- Theatrical release poster
- Directed by: John Cassavetes
- Written by: Warren Bogle
- Produced by: Mike Lobell
- Starring: Peter Falk; Alan Arkin; Beverly D'Angelo; Charles Durning;
- Cinematography: Bill Butler
- Edited by: Donn Cambern Ralph E. Winters
- Music by: Bill Conti
- Production company: Delphi III Productions
- Distributed by: Columbia Pictures
- Release date: May 30, 1986;
- Running time: 93 minutes
- Country: United States
- Language: English

= Big Trouble (1986 film) =

Comedy by John Cassavetes

Big Trouble is a 1986 American comedy film and the last film directed by John Cassavetes. The cast reunites Peter Falk and Alan Arkin, co-stars of The In-Laws, and also features Beverly D'Angelo, Charles Durning and Valerie Curtin.

The film's plot was so similar to that of Double Indemnity that, prior to production, Columbia Pictures requested Universal Pictures (rightsholder for the Paramount film Double Indemnity) to grant permission to reuse the plot of the earlier film. Universal executive Frank Price, who had previously worked at Columbia, was aware that Columbia was holding on to a script called Back to the Future and made a deal which enabled Universal to take over the ownership of that script.

==Plot==
Leonard Hoffman is a Los Angeles insurance agent with a problem on his hands. He has teenage triplets who are all gifted musicians but wife Arlene insists that the kids attend college at Yale, requiring more than $40,000 in tuition, which would be a good deal more than the nearby UCLA.

This situation is on Leonard's mind when he pays a business call to the Beverly Hills mansion of Steve and Blanche Rickey.

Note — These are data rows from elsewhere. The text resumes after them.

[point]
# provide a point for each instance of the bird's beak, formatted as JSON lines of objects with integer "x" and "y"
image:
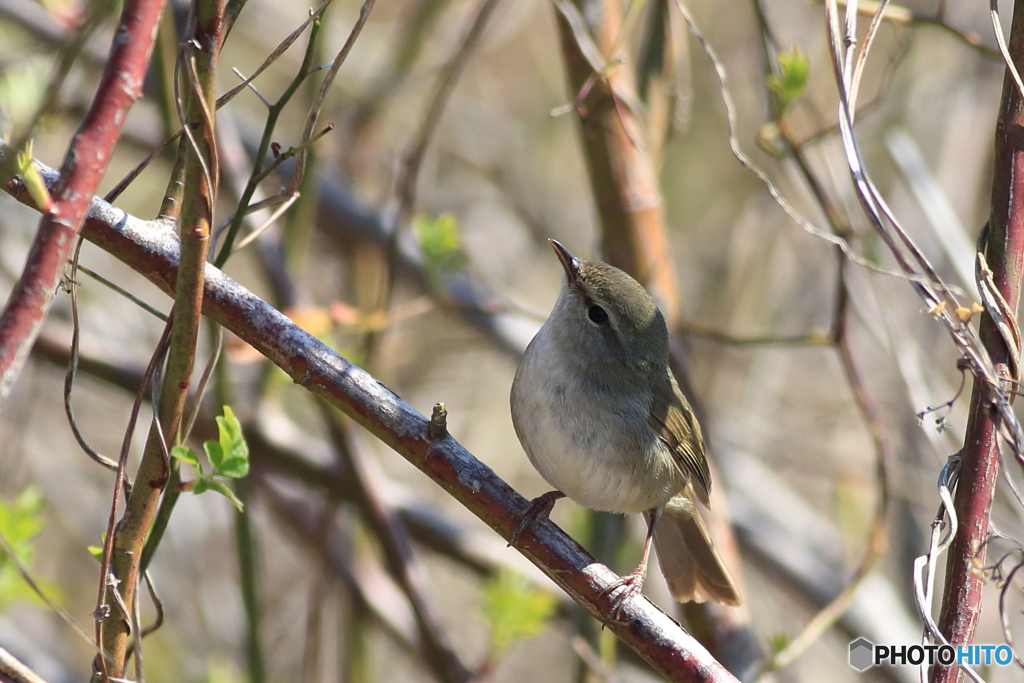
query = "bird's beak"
{"x": 569, "y": 262}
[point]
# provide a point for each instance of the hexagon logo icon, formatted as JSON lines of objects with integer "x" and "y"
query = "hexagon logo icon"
{"x": 861, "y": 653}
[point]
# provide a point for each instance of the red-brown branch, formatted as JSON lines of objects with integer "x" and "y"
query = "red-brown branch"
{"x": 84, "y": 165}
{"x": 980, "y": 464}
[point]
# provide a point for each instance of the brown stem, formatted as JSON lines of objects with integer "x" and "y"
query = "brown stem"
{"x": 84, "y": 165}
{"x": 980, "y": 464}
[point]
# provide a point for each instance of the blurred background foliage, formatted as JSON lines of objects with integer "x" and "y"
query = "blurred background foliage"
{"x": 501, "y": 176}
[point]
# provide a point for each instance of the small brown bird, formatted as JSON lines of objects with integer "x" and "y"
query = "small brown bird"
{"x": 601, "y": 418}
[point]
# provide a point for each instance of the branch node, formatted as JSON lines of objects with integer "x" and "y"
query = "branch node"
{"x": 437, "y": 427}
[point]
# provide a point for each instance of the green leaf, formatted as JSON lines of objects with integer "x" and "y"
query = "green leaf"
{"x": 226, "y": 492}
{"x": 20, "y": 521}
{"x": 233, "y": 450}
{"x": 514, "y": 609}
{"x": 215, "y": 454}
{"x": 779, "y": 641}
{"x": 440, "y": 243}
{"x": 186, "y": 455}
{"x": 788, "y": 84}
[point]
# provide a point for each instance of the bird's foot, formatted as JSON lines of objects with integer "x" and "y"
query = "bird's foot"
{"x": 631, "y": 585}
{"x": 539, "y": 509}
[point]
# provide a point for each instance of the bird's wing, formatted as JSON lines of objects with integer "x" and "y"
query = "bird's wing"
{"x": 673, "y": 420}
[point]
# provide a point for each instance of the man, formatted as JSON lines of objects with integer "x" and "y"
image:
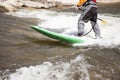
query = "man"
{"x": 89, "y": 13}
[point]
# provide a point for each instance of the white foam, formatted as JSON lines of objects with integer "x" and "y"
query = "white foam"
{"x": 57, "y": 71}
{"x": 68, "y": 22}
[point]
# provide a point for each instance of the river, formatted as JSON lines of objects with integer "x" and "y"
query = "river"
{"x": 95, "y": 59}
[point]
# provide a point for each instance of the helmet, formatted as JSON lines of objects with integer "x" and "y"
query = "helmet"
{"x": 94, "y": 0}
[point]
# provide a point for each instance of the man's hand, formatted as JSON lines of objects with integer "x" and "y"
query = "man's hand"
{"x": 81, "y": 8}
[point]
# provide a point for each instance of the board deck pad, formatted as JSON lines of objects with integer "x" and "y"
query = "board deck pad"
{"x": 58, "y": 36}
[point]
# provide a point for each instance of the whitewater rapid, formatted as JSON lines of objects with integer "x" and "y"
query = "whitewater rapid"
{"x": 77, "y": 68}
{"x": 68, "y": 22}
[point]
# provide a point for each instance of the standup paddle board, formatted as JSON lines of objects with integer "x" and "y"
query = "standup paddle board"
{"x": 58, "y": 36}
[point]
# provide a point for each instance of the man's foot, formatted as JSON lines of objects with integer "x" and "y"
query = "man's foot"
{"x": 80, "y": 34}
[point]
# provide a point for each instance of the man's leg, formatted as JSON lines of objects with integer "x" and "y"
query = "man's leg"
{"x": 80, "y": 27}
{"x": 96, "y": 29}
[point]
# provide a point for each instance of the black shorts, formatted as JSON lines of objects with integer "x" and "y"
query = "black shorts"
{"x": 91, "y": 15}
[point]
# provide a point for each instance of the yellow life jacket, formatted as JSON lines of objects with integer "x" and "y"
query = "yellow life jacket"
{"x": 81, "y": 2}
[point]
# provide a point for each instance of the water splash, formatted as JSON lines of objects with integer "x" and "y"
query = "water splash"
{"x": 68, "y": 22}
{"x": 75, "y": 69}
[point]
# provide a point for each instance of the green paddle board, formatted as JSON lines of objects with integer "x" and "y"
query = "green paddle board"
{"x": 58, "y": 36}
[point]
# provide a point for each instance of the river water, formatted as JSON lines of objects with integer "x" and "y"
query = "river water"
{"x": 95, "y": 59}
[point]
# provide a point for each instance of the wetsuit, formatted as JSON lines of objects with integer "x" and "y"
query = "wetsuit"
{"x": 89, "y": 13}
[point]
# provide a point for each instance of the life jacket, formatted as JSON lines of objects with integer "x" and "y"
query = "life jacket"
{"x": 82, "y": 2}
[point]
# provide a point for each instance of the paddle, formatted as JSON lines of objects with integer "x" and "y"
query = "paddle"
{"x": 105, "y": 22}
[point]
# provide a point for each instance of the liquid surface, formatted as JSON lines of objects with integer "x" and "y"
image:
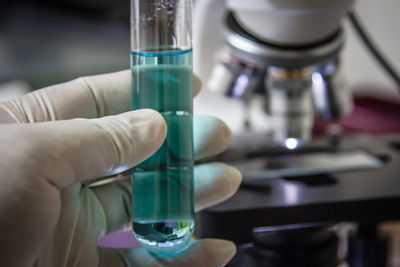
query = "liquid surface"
{"x": 162, "y": 186}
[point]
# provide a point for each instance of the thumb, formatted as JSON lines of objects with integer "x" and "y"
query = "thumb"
{"x": 68, "y": 151}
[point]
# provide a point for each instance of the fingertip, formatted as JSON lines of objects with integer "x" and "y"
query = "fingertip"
{"x": 211, "y": 136}
{"x": 197, "y": 84}
{"x": 214, "y": 183}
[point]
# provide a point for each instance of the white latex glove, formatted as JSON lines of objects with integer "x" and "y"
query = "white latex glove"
{"x": 49, "y": 217}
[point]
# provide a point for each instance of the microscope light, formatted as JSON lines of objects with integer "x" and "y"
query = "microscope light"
{"x": 292, "y": 143}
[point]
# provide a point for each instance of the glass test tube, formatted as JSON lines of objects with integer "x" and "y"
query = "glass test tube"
{"x": 162, "y": 79}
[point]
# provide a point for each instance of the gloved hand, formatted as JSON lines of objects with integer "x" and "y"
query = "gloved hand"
{"x": 50, "y": 217}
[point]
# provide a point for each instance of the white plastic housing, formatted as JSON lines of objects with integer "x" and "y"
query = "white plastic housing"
{"x": 290, "y": 22}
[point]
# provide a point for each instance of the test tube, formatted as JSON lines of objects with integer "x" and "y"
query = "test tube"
{"x": 162, "y": 79}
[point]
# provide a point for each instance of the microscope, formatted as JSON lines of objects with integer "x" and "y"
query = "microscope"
{"x": 285, "y": 55}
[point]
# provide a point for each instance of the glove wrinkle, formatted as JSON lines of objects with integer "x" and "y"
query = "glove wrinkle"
{"x": 98, "y": 100}
{"x": 10, "y": 111}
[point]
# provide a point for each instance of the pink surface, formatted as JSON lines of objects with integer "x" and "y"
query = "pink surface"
{"x": 370, "y": 115}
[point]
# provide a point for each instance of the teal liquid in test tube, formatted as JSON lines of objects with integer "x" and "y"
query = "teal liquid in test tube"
{"x": 162, "y": 79}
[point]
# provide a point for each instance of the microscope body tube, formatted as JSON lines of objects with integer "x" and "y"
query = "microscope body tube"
{"x": 162, "y": 79}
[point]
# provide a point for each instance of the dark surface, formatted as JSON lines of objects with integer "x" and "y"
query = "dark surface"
{"x": 354, "y": 196}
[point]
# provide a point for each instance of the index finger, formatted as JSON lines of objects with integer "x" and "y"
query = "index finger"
{"x": 86, "y": 97}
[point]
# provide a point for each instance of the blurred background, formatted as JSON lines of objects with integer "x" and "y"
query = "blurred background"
{"x": 43, "y": 42}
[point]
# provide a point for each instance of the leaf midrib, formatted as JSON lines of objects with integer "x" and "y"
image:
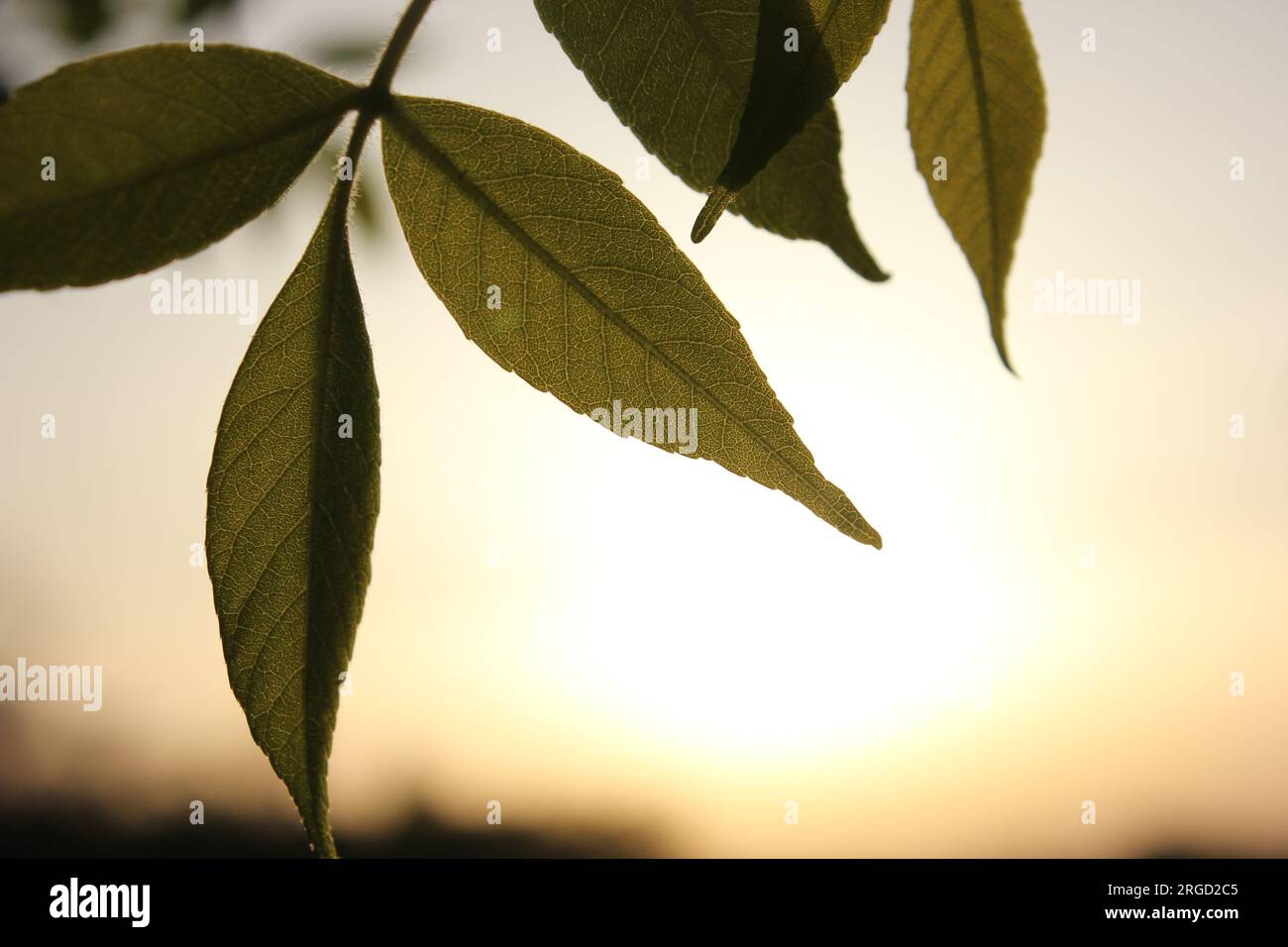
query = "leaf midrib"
{"x": 399, "y": 116}
{"x": 282, "y": 131}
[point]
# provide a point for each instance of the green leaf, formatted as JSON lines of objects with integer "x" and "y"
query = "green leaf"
{"x": 291, "y": 514}
{"x": 805, "y": 50}
{"x": 677, "y": 72}
{"x": 977, "y": 114}
{"x": 562, "y": 275}
{"x": 155, "y": 154}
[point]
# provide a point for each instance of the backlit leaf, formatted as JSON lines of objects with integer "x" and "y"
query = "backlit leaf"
{"x": 291, "y": 512}
{"x": 805, "y": 50}
{"x": 677, "y": 72}
{"x": 977, "y": 114}
{"x": 562, "y": 275}
{"x": 119, "y": 163}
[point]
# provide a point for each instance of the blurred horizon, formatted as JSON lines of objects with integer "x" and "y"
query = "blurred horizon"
{"x": 639, "y": 654}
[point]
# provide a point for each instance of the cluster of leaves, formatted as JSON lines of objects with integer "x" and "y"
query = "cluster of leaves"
{"x": 162, "y": 150}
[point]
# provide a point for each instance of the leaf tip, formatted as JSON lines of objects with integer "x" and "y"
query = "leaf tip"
{"x": 717, "y": 202}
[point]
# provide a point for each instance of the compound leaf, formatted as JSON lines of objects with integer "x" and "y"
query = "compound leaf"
{"x": 977, "y": 114}
{"x": 805, "y": 50}
{"x": 291, "y": 512}
{"x": 119, "y": 163}
{"x": 677, "y": 72}
{"x": 562, "y": 275}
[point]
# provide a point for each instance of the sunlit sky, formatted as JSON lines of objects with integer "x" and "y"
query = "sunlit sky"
{"x": 591, "y": 630}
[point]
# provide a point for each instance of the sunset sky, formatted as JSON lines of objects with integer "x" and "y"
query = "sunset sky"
{"x": 595, "y": 631}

He is met by a flirtatious and scantily clad Blanche, who explains a problem of her own: Steve is dying, with less than a week to live, but has inadvertently allowed his life insurance policy to lapse.

A scheme is hatched involving a policy with a double-indemnity clause, but for this to work, Steve will need to die in an unexpected fashion; will he or won't he co-operate?

==Reception==
Andrew Bergman wrote the original screenplay and was slated to direct before Cassavetes was hired. Cassavetes disliked the film and called it "the aptly titled Big Trouble,'" as the studio vetoed many of his decisions and he disagreed with the manner in which the studio edited the film. Bergman said: "That was a mess. I never fixed the ending, and that was the problem. You’ve got to have it when you get it on the floor. You can’t say, 'Later, we’ll get it straight.' It’s true in every medium. You’ve got to hit the ground running, and we didn’t. I never had the ending straight.". As a result, Bergman requested to be billed as Warren Bogle on the finished film.

The film had polarizing response; on Rotten Tomatoes, the film has a "Rotten" rating of 14% based on 7 reviews. On the other hand, on Metacritic, the film has a rating of 70 out of 100 based on 8 reviews, indicating "generally favorable" reviews.